The formulation database processed the inputted data and generated a fluid model output, wherein the output included a graph including a comparison of the relationship of the viscosity of the fracturing fluid over a temperature and period of time for varying fracture fluids is shown in
While the invention has been depicted, described, and is defined by reference to exemplary embodiments of the invention, such a reference does not imply a limitation on the invention, and no such limitation is to be inferred. The invention is capable of considerable modification, alteration, and equivalents in form and function, as will occur to those ordinarily skilled in the pertinent arts and having the benefit of this disclosure. For example, as those of ordinary skill in the art will appreciate, the exact number, size and order of the transverse fractures formed is not critical. The depicted and described embodiments of the invention are exemplary only, and are not exhaustive of the scope of the invention. Consequently, the invention is intended to be limited only by the scope of the appended claims, giving full cognizance to equivalents in all respects.
Depending on the context, all references herein to the “invention” may in some cases refer to certain specific embodiments only. In other cases it may refer to subject matter recited in one or more, but not necessarily all, of the claims. While the foregoing is directed to embodiments, versions and examples of the present invention, which are included to enable a person of ordinary skill in the art to make and use the inventions when the information in this patent is combined with available information and technology, the inventions are not limited to only these particular embodiments, versions and examples. Other and further embodiments, versions and examples of the invention may be devised without departing from the basic scope thereof and the scope thereof is determined by the claims that follow.
While compositions and methods are described in terms of “comprising,” “containing,” or “including” various components or steps, the compositions and methods can also “consist essentially of” or “consist of” the various components and steps.

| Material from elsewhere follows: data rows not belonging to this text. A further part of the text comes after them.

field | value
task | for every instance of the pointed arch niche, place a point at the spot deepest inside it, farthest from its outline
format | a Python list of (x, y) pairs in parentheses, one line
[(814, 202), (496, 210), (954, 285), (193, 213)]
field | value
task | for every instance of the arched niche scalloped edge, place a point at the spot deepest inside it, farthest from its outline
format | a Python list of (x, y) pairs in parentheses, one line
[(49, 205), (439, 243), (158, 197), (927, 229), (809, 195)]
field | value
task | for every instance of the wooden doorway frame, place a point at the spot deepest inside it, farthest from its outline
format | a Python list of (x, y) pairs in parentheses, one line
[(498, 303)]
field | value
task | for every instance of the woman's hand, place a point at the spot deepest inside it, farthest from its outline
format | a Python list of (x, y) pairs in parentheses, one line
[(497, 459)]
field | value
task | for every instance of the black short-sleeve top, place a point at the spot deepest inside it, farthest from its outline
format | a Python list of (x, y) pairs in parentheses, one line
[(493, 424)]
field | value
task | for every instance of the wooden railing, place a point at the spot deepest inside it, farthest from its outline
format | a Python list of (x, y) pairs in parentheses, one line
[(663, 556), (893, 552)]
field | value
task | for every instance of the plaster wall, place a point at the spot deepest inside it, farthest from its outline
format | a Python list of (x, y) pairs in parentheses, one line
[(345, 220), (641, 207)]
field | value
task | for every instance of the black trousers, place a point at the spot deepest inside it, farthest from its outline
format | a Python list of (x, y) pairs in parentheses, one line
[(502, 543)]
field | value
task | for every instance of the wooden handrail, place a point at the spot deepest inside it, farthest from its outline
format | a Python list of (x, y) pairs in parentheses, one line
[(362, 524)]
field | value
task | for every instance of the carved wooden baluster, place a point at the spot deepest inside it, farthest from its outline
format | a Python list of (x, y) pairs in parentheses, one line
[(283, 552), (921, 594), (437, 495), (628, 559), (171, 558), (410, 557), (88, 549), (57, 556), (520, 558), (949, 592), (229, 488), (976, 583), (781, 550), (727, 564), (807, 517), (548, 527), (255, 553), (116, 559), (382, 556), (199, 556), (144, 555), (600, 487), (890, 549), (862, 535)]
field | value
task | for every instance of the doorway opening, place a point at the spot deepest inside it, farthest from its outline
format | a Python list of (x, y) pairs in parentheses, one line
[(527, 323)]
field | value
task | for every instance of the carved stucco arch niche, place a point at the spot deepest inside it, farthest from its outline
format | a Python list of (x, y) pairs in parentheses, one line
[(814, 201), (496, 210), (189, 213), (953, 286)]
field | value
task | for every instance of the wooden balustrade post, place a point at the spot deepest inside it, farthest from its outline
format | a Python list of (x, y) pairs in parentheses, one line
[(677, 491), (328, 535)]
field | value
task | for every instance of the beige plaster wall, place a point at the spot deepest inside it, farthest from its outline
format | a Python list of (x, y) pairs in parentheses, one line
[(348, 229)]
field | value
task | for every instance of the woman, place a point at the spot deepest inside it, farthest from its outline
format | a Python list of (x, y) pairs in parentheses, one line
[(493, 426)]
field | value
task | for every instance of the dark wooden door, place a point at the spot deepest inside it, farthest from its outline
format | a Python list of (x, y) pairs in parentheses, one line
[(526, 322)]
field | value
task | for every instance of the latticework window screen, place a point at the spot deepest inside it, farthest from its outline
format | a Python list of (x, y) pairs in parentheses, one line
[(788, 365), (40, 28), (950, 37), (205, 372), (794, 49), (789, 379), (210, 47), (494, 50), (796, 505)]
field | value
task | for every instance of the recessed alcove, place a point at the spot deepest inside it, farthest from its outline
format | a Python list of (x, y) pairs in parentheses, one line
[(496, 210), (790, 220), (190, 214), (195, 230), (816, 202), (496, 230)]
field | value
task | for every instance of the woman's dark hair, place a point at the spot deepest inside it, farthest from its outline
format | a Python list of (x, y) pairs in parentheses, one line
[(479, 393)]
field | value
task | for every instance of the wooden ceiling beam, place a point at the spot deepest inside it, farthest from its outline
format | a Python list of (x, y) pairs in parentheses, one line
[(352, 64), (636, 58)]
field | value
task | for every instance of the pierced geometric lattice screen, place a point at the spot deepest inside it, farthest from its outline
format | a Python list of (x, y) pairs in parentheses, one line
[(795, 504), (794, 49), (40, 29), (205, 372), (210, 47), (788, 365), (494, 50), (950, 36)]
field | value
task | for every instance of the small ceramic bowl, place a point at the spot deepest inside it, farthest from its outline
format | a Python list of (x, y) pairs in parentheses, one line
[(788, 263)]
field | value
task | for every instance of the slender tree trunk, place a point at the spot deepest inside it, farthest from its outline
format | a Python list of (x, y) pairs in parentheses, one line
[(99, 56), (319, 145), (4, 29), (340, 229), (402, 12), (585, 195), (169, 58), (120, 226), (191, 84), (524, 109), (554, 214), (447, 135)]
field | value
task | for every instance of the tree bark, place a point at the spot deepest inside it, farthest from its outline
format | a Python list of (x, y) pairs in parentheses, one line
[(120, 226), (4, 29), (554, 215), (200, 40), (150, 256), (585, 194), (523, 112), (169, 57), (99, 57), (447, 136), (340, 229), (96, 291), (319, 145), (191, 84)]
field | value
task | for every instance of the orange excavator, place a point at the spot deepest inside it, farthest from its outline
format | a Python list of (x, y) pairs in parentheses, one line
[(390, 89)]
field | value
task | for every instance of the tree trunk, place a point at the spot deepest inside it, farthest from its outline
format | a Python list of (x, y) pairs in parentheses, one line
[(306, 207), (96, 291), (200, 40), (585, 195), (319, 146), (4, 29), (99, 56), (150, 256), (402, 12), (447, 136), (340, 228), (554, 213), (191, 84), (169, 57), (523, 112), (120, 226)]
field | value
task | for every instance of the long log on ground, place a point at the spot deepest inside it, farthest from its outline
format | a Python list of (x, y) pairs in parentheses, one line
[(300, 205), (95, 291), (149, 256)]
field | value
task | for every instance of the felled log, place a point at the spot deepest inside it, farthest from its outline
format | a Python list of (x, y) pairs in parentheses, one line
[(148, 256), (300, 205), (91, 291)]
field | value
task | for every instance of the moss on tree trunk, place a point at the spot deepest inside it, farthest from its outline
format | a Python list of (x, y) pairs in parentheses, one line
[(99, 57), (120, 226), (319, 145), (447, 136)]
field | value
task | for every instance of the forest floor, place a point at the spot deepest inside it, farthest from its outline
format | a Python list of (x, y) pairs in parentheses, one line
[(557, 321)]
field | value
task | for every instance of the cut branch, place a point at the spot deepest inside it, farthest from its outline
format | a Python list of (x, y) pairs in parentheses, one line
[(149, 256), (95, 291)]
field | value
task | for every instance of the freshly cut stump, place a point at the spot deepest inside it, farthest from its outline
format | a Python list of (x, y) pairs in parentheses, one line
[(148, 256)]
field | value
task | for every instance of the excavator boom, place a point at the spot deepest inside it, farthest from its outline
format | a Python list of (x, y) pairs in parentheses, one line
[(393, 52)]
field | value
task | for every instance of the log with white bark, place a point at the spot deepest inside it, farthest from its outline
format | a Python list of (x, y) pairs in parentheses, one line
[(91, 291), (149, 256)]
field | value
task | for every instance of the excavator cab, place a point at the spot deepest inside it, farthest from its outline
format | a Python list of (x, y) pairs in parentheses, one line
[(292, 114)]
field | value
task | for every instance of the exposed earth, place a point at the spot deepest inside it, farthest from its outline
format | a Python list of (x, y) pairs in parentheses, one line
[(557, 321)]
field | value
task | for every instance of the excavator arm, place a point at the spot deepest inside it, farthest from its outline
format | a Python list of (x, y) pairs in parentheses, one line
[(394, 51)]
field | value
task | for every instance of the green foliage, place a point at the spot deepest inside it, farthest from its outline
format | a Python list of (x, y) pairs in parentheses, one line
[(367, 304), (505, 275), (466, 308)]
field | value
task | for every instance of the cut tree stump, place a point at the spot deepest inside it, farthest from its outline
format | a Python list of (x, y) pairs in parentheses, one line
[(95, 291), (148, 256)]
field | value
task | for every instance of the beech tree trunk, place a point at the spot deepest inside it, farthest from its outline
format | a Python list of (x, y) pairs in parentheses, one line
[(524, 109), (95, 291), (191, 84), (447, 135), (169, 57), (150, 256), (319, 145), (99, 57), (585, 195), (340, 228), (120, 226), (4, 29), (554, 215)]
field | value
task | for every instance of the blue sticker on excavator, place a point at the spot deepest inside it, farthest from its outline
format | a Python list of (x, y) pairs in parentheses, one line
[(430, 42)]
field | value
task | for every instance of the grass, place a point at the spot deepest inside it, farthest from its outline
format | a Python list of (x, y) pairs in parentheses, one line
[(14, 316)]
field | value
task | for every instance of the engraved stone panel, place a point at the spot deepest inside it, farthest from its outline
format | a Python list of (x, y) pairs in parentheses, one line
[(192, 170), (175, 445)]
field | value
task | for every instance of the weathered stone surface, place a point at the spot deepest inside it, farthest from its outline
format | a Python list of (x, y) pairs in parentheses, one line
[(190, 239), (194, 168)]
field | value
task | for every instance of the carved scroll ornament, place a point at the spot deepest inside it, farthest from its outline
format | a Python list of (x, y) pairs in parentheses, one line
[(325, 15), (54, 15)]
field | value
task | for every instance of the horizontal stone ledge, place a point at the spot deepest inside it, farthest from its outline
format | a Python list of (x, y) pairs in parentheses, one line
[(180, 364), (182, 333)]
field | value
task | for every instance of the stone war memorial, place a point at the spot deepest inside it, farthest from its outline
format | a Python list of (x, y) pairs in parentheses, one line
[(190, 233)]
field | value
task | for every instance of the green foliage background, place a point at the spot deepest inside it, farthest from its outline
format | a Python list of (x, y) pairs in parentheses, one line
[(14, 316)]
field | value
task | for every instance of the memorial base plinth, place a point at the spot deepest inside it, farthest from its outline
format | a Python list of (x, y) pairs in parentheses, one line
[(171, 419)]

Use of the term “optionally” with respect to any element of a claim is intended to mean that the subject element is required, or alternatively, is not required. Both alternatives are intended to be within the scope of the claim.
All numbers and ranges disclosed above may vary by some amount. Whenever a numerical range with a lower limit and an upper limit is disclosed, any number and any included range falling within the range are specifically disclosed. In particular, every range of values (of the form, “from about a to about b,” or, equivalently, “from approximately a to b,” or, equivalently, “from approximately a-b”) disclosed herein is to be understood to set forth every number and range encompassed within the broader range of values. Also, the terms in the claims have their plain, ordinary meaning unless otherwise explicitly and clearly defined by the patentee.